With its 200 detailed recipes filled with techniques, including illustrated step-by-step directions, The Big Book of Baking & Viennoiserie is a genuine masterpiece.

From rustic sourdough loaves to buttery croissants and delicate Danish pastries, this book covers the full spectrum of baking and viennoiserie. Learn how to work with yeast, master laminated doughs, and troubleshoot common issues with confidence. With tips from professional chefs and a wide range of recipes—from everyday favorites to festive showstoppers—you’ll be equipped to bake with precision and flair.

Perfect for home bakers, culinary students, and professionals alike, this expanded edition is more than a cookbook—it’s a celebration of the craft, science, and joy of baking.

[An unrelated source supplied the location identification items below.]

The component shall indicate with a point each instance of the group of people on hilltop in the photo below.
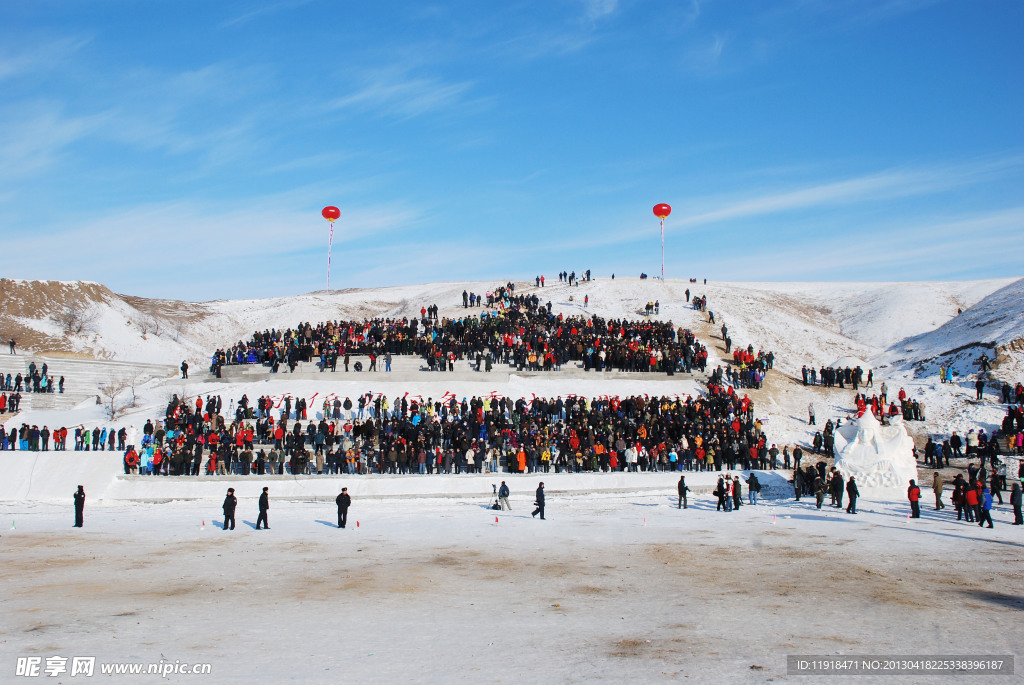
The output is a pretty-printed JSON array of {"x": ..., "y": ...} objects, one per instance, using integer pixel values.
[
  {"x": 570, "y": 277},
  {"x": 410, "y": 434},
  {"x": 524, "y": 335},
  {"x": 830, "y": 378},
  {"x": 37, "y": 380},
  {"x": 33, "y": 438}
]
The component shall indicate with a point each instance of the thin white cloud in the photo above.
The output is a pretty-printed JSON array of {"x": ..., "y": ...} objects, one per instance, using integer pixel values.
[
  {"x": 872, "y": 187},
  {"x": 34, "y": 137},
  {"x": 392, "y": 91},
  {"x": 264, "y": 10},
  {"x": 39, "y": 57},
  {"x": 597, "y": 9}
]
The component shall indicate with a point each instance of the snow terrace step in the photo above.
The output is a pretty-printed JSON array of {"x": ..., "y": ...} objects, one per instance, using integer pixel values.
[{"x": 413, "y": 369}]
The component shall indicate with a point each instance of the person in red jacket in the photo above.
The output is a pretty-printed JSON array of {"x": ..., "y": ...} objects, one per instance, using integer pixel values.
[
  {"x": 913, "y": 494},
  {"x": 970, "y": 503}
]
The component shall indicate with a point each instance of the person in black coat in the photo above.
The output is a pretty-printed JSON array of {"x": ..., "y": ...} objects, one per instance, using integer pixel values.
[
  {"x": 540, "y": 501},
  {"x": 344, "y": 501},
  {"x": 79, "y": 507},
  {"x": 229, "y": 504},
  {"x": 264, "y": 505},
  {"x": 852, "y": 494}
]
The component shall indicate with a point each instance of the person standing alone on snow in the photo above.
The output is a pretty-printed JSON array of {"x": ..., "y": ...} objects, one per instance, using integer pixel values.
[
  {"x": 264, "y": 505},
  {"x": 540, "y": 501},
  {"x": 937, "y": 485},
  {"x": 230, "y": 502},
  {"x": 79, "y": 507},
  {"x": 913, "y": 495},
  {"x": 852, "y": 494},
  {"x": 344, "y": 502}
]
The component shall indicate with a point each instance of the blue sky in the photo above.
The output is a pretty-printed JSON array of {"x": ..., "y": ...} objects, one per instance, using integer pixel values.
[{"x": 184, "y": 148}]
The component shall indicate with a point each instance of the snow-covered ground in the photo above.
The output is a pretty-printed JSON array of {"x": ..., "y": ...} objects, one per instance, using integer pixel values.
[
  {"x": 617, "y": 585},
  {"x": 613, "y": 587}
]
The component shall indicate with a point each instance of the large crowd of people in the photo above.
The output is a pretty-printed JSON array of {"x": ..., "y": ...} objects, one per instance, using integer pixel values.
[
  {"x": 522, "y": 333},
  {"x": 375, "y": 434},
  {"x": 37, "y": 380},
  {"x": 33, "y": 438}
]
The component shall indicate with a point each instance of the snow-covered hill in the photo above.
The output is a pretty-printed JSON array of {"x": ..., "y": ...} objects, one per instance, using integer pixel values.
[{"x": 903, "y": 331}]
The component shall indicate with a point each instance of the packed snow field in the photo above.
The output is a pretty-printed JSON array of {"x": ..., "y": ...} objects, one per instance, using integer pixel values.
[
  {"x": 611, "y": 587},
  {"x": 617, "y": 585}
]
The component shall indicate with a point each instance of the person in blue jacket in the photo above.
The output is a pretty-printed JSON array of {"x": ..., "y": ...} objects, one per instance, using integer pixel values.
[{"x": 986, "y": 508}]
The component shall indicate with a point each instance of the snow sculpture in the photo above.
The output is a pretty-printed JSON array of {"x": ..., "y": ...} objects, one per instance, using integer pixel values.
[{"x": 878, "y": 456}]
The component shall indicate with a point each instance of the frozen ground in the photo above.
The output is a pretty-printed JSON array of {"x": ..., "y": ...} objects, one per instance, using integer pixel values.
[{"x": 611, "y": 588}]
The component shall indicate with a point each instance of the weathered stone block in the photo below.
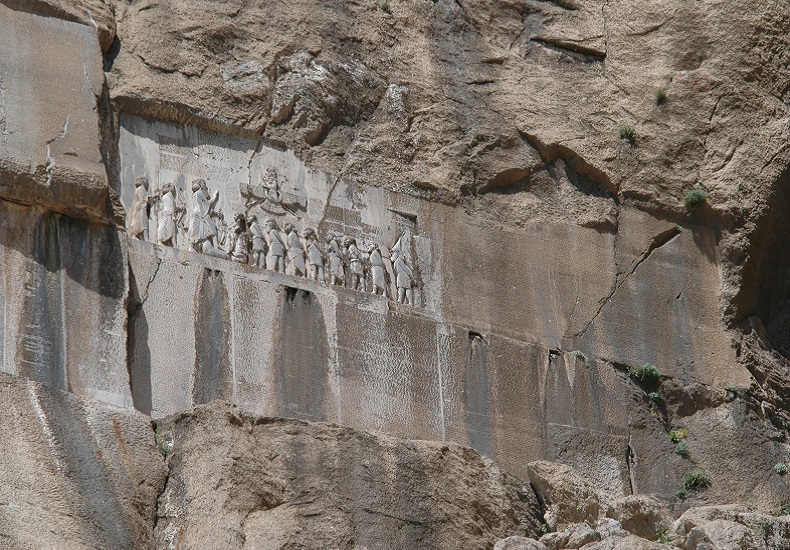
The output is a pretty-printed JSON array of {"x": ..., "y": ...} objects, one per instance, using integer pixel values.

Let the six experts behind this book—Jérémy Ballester, Brian Boclet, Jean-Marie Lanio, Olivier Magne (MOF), Thomas Marie (MOF), and Patrice Mitaillé—share their expertise and offer you a complete overview of baking and viennoiserie. This gorgeous book is the perfect gift for the baker in your life, whether they're already at the professional level or simply dream of reaching those heights.

The six authors are highly esteemed experts in their fields, including two acclaimed chefs, Olivier Magne and Thomas Marie, who have earned the prestigious title of Meilleur Ouvrier de France. Driven by their passion for baking, Jérémy Ballester and Jean-Marie Lanio relocated to Seoul, where they lead master classes. Brian Boclet, Patrice Mitaillé, Lanio, and Marie share their expertise by teaching at the renowned Ecole Hôtelière de Lausanne in Switzerland. Magne now helms his family’s bakery, specializing in artisanal sourdough breads.